Albury, Auburn, Bankstown, Barwon, Bathurst, Baulkham Hills, Bega, Blacktown, Blue Mountains, Cabramatta, Campbelltown, Canterbury, Castle Hill, Charlestown, Coogee, Cootamundra, Cronulla, Davidson, East Hills, Goulburn, Granville, Heathcote, Heffron, Holsworthy, Hornsby, Keira, Kiama, Kogarah, Ku-ring-gai, Lakemba, Lane Cove, Lismore, Londonderry, Macquarie Fields, Maitland, Miranda, Monaro, Mount Druitt, Mulgoa, Murray, Myall Lakes, Northern Tablelands, Oatley, Orange, Oxley, Parramatta, Penrith, Pittwater, Port Macquarie,  Port Stephens, Prospect, Riverstone, Rockdale, Ryde, Seven Hills, South Coast, Strathfield, Summer Hill, Tamworth, Terrigal, The Entrance, Tweed, Upper Hunter, Vaucluse, Wagga Wagga, Wakehurst, Wollondilly and Wyong.

While Greens members in individual regions across the state reached their decision by ballot, the ALP’s preference decision was taken by the party machine and members heard about it from the media.

Labor members and their Greens counterparts are on comradely terms in the 68 seats where preferences are on offer, but the two parties are daggers drawn in the inner-Sydney seats of Newton and Balmain.

Party antagonisms were revealed in an interview given by federal Infrastructure and Transport Minister Anthony Albanese and federal Education Minister Christopher Pyne to 2GB’s Ben Fordham.

Fordham: Is this a case of whatever it takes, Albo?

Albanese: This is politics with preferences being granted in 25 seats [quoting media reports of metropolitan seats only]. That means they’re not doing it in 68 seats — they are not giving us preferences.

Pyne: Twenty-five key seats.

Albanese: So for goodness sake, we are putting forward our own policies … The Greens are out there off the planet. They support, for example, no airport at Kingsford Smith. They want to shut it, but they oppose Badgerys Creek and Wilton as well  …

Pyne: And now you’re attacking the Greens.

Fordham: I’m just writing this down.

Pyne: Don’t you need to make a choice, Anthony? Your leader is in bed with the Greens.

Fordham: I’m just writing this down, Anthony — “the Greens are out there off the planet”. So is the message that Luke Foley needs to hear and get rid of this preference deal in those 25 seats?

Albanese: There’s no preference deal.

Pyne: You want to have your cake and eat it too.

Albanese: We’re putting ourselves forward.

Pyne: Luke Foley’s getting into bed with the Greens.

The caustic exchange demonstrated the damaging fall-out from the Labor-Green agreement. It raises the question: why do the Greens feel compelled to preference the ALP at state elections? When are the state Greens going to grow up and stand on their own two feet as an independent party with their own distinctive platform?

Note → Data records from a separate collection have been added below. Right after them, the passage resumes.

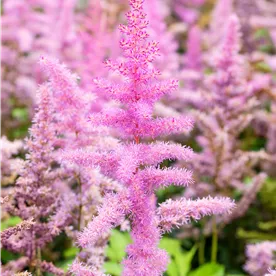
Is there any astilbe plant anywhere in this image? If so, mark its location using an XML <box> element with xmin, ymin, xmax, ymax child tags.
<box><xmin>40</xmin><ymin>56</ymin><xmax>121</xmax><ymax>271</ymax></box>
<box><xmin>183</xmin><ymin>15</ymin><xmax>267</xmax><ymax>221</ymax></box>
<box><xmin>63</xmin><ymin>0</ymin><xmax>234</xmax><ymax>276</ymax></box>
<box><xmin>1</xmin><ymin>84</ymin><xmax>71</xmax><ymax>275</ymax></box>
<box><xmin>0</xmin><ymin>0</ymin><xmax>81</xmax><ymax>137</ymax></box>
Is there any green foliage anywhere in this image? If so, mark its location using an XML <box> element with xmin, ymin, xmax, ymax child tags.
<box><xmin>237</xmin><ymin>228</ymin><xmax>276</xmax><ymax>242</ymax></box>
<box><xmin>0</xmin><ymin>217</ymin><xmax>22</xmax><ymax>231</ymax></box>
<box><xmin>159</xmin><ymin>238</ymin><xmax>197</xmax><ymax>276</ymax></box>
<box><xmin>0</xmin><ymin>249</ymin><xmax>18</xmax><ymax>264</ymax></box>
<box><xmin>189</xmin><ymin>263</ymin><xmax>225</xmax><ymax>276</ymax></box>
<box><xmin>260</xmin><ymin>177</ymin><xmax>276</xmax><ymax>211</ymax></box>
<box><xmin>104</xmin><ymin>230</ymin><xmax>131</xmax><ymax>276</ymax></box>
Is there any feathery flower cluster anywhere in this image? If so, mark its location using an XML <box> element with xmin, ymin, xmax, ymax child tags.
<box><xmin>0</xmin><ymin>0</ymin><xmax>276</xmax><ymax>276</ymax></box>
<box><xmin>63</xmin><ymin>0</ymin><xmax>234</xmax><ymax>276</ymax></box>
<box><xmin>1</xmin><ymin>85</ymin><xmax>70</xmax><ymax>272</ymax></box>
<box><xmin>182</xmin><ymin>15</ymin><xmax>266</xmax><ymax>229</ymax></box>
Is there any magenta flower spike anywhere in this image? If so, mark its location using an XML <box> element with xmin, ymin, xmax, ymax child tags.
<box><xmin>62</xmin><ymin>0</ymin><xmax>234</xmax><ymax>276</ymax></box>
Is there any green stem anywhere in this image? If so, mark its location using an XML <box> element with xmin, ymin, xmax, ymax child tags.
<box><xmin>211</xmin><ymin>217</ymin><xmax>218</xmax><ymax>263</ymax></box>
<box><xmin>36</xmin><ymin>247</ymin><xmax>41</xmax><ymax>276</ymax></box>
<box><xmin>198</xmin><ymin>234</ymin><xmax>205</xmax><ymax>265</ymax></box>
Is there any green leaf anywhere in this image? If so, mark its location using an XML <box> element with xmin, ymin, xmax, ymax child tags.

It starts with the recognition that the Greens are not the “Left wing of the Labor Party”, not a single-issue protest group, and not an amorphous crowd of tree-huggers in koala suits.

There is arguably a case to be made for the Greens dealing with Labor at a federal level where national policy on the environment, climate change and international relations are paramount issues. But in state politics, the ALP is a very different beast. It is preoccupied with property developers, exploiting state assets, allocating mining and gas licences, reaping gaming dollars and working hand-in-glove with the police.

In these policy areas, the Greens and Labor have nothing in common. Indeed, they are in complete disagreement.

The 2015 Labor-Green preference agreement has merely provided the Coalition with an argument to call on electors to vote Liberal or National because “a vote for the Greens is a vote for Labor”.

Although the Greens won’t admit it, they suffer politically when they are depicted in the media as “Labor’s poodle”.

Giving preferences is a tactical and strategic decision. There are no hard and fast rules and certainly no principles involved. The only question is whether it enhances the party’s popular standing or not.

In Saturday’s election the argument in favour of the NSW Greens standing on their own — establishing their independence and integrity with the electorate on issues like fighting corruption, coal seam gas and privatisation — is simply overwhelming.